Assorted music business conferences across the country may feature panels of experts on this topic. Songwriter and performing rights organizations are good places to get wind of such events. If and when you attend one, networking and following through is a must. Pestering is a big no-no. If you are lucky enough to hit it off with a music supervisor at a conference, maximize the contact without driving him or her nuts. Ask for referrals if it seems appropriate.
Remember that production schedules are very tight, so send your package in an expedited fashion if you have been invited to do so. Present only your very best offerings in mastered form. This is not the place for static-ridden home recordings, no matter how good the song is. I will go out on a limb and suggest never submitting more than three songs at a time. More often it appears desperate and unsure.
Cable Music Channels
If you channel surf up to the very high numbers with your trusty TV remote, you will come to a couple of dozen music-only channels. These are basically the equivalent of commercial-free radio in the genre of your choice.

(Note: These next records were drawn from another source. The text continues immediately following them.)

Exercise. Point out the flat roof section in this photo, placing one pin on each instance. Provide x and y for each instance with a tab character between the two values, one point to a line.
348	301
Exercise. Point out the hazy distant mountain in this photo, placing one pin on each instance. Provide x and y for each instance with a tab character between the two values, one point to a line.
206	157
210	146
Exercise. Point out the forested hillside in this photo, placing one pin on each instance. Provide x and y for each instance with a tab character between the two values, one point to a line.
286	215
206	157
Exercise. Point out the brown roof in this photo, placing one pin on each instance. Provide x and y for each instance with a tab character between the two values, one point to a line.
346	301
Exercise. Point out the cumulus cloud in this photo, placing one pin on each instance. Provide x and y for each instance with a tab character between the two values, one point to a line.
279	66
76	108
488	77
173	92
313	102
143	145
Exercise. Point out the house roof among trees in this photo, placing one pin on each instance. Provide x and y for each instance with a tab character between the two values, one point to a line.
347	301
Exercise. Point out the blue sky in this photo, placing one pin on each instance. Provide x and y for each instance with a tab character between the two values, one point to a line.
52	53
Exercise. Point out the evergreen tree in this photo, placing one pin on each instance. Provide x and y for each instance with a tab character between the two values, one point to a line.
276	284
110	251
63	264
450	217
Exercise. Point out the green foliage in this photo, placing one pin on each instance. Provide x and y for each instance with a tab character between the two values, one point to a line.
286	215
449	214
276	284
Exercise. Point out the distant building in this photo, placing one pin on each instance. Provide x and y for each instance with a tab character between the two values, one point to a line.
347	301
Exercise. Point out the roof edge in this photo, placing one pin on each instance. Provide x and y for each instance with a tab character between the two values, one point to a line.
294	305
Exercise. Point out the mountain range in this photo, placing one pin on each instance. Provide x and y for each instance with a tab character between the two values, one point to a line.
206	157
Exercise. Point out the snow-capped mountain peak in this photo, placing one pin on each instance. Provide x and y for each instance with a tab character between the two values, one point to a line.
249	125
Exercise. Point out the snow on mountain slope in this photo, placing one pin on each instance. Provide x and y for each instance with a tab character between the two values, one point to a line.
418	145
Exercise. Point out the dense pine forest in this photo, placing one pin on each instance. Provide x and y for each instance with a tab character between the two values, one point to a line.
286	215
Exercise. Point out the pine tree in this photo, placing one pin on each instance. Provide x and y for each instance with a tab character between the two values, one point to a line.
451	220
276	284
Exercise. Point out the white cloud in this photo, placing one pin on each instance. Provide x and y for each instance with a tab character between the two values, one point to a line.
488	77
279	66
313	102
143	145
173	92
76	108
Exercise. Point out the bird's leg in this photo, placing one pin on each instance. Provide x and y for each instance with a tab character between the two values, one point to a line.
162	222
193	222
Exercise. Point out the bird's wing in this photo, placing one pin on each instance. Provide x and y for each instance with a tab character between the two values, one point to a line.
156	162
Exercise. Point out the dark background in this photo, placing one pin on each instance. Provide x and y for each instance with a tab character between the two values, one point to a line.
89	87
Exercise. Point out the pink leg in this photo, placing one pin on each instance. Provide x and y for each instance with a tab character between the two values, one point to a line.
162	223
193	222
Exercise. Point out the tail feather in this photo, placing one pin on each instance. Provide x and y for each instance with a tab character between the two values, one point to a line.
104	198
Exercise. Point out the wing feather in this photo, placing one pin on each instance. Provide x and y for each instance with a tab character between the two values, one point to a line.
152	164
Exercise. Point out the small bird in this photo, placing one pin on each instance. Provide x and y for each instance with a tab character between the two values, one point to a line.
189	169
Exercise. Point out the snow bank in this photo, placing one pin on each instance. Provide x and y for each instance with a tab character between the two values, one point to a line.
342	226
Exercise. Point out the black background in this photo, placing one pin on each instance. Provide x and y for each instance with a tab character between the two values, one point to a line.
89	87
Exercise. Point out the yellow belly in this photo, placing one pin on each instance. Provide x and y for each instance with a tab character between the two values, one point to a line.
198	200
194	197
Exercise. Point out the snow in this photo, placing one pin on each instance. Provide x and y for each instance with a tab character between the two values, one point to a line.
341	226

My viewing area has two Christmas music channels, one more traditional, and one more contemporary. The channels collectively are called Music Choice, and submission guidelines can be found at musicchoice.com.
I know several writers of no great success who have managed to get annual play on these channels. The nice thing is that the songs seem to return year after year. Tackling this market is on my to-do list but procrastination has already ruled me out for this year!
So, as you can see, this market is much like other markets. There is no substitution for rolling up your sleeves, diving into the Internet for research, and making phone calls. Will you get the run around sometimes? Absolutely. I have watched publishers profusely thank a walk-in for their CD, only to chuck it in the trash as soon as the writer exits the building. It really is better not to cold-call. If someone won’t grant you an appointment, showing up anyway is not going to improve your odds. Move on.
The best piece of advice I ever received came from my friend, Steve Pope.
Stop whining about the contacts you don't have and maximize the ones you do!
I plan to take that advice very seriously… next year. Can you imagine the enormous satisfaction, not to mention "mula", in creating a bona fide “White Christmas”- type standard? It is the stuff of fantasies if you are a Christmas-head like I am.
Merry Christmas, and may all of your songwriting dreams come true!